|
Data querying without query language - II
Let
us continue exploring the Criteria Range option to truly appreciate
the power and sophistication of the functionality that Excels
Advanced Filter packs.
Criteria Range option
We have just a block of simple data. That is the List Range. We have the Copy
To area, if we want a copy of the filtered data. Where does the criteria come
in?
Without the criteria range being specified, you can only filter for Unique Rows,
as shown above.
Now, you may not want to filter just for unique rows. You will require further
filtering also. For example, you may require all items that are having quantity
less than 5 or between 5 and 10 and so on.

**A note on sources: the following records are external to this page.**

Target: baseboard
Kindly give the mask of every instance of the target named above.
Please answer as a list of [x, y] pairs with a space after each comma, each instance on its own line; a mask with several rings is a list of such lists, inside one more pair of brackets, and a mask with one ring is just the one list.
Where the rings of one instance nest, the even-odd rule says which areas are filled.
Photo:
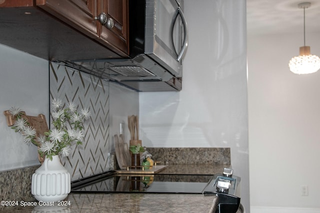
[[320, 209], [252, 206], [250, 213], [320, 213]]

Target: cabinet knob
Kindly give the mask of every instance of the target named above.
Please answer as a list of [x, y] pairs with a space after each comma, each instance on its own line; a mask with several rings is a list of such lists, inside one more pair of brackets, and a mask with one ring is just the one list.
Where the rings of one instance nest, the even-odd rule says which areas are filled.
[[104, 24], [106, 28], [108, 29], [112, 29], [114, 26], [114, 19], [111, 18], [108, 18], [106, 20], [106, 23]]
[[102, 25], [106, 26], [108, 29], [112, 29], [114, 26], [114, 19], [108, 18], [106, 14], [104, 12], [102, 12], [98, 16], [94, 17], [94, 20], [99, 21]]

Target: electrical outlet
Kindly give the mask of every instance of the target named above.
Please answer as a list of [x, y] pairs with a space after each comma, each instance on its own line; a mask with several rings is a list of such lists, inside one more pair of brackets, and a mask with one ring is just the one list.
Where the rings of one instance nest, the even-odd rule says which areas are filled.
[[301, 186], [301, 196], [308, 196], [309, 195], [309, 190], [308, 186], [304, 185]]

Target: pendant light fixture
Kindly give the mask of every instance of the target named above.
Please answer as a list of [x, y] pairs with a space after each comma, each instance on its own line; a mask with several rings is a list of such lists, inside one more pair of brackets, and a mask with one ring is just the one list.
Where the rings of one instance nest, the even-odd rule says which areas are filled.
[[294, 57], [289, 61], [290, 70], [296, 74], [309, 74], [320, 69], [320, 58], [310, 54], [310, 46], [306, 46], [306, 9], [311, 6], [310, 2], [301, 3], [298, 7], [304, 9], [304, 46], [300, 47], [300, 54]]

I am sure you have already used the Auto Filter feature for this. This way,
you get a popup with each heading, which lists all the unique values in the
column. You either select one of them / blanks / non blanks or a custom filter.
Custom filters are available for each column. You typically have the commands
like equal to, greater/lesser than and so on. This allows you to combine two
filter criteria with each other as AND or OR. So far so good.

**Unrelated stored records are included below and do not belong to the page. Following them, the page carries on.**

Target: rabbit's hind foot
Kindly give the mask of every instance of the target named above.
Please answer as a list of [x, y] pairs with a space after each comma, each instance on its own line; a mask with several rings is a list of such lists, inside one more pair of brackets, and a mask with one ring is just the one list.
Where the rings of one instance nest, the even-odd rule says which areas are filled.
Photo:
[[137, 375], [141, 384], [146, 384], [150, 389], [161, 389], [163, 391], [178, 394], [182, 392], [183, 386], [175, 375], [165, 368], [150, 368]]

AutoFilter always works in-place. Copying the filtered data to another
place requires additional manual cut-paste. This is one problem with AutoFilter.
Now consider a complex condition where you want to specify that the Qty should
be either between 3 and 5 or it should be between 100 and 103. How would you
manage that with AutoFilter? Not possible. This is another limitation of the
AutoFilter feature.
Yet another problem with AutoFilter command is the conditions selected for different
columns are always used with the AND clause. There is no way of filtering with
the OR clause.
For example, you cannot ask AutoFilter to show only those rows where the Item
is Pencil OR the Qty is above 10. Impossible.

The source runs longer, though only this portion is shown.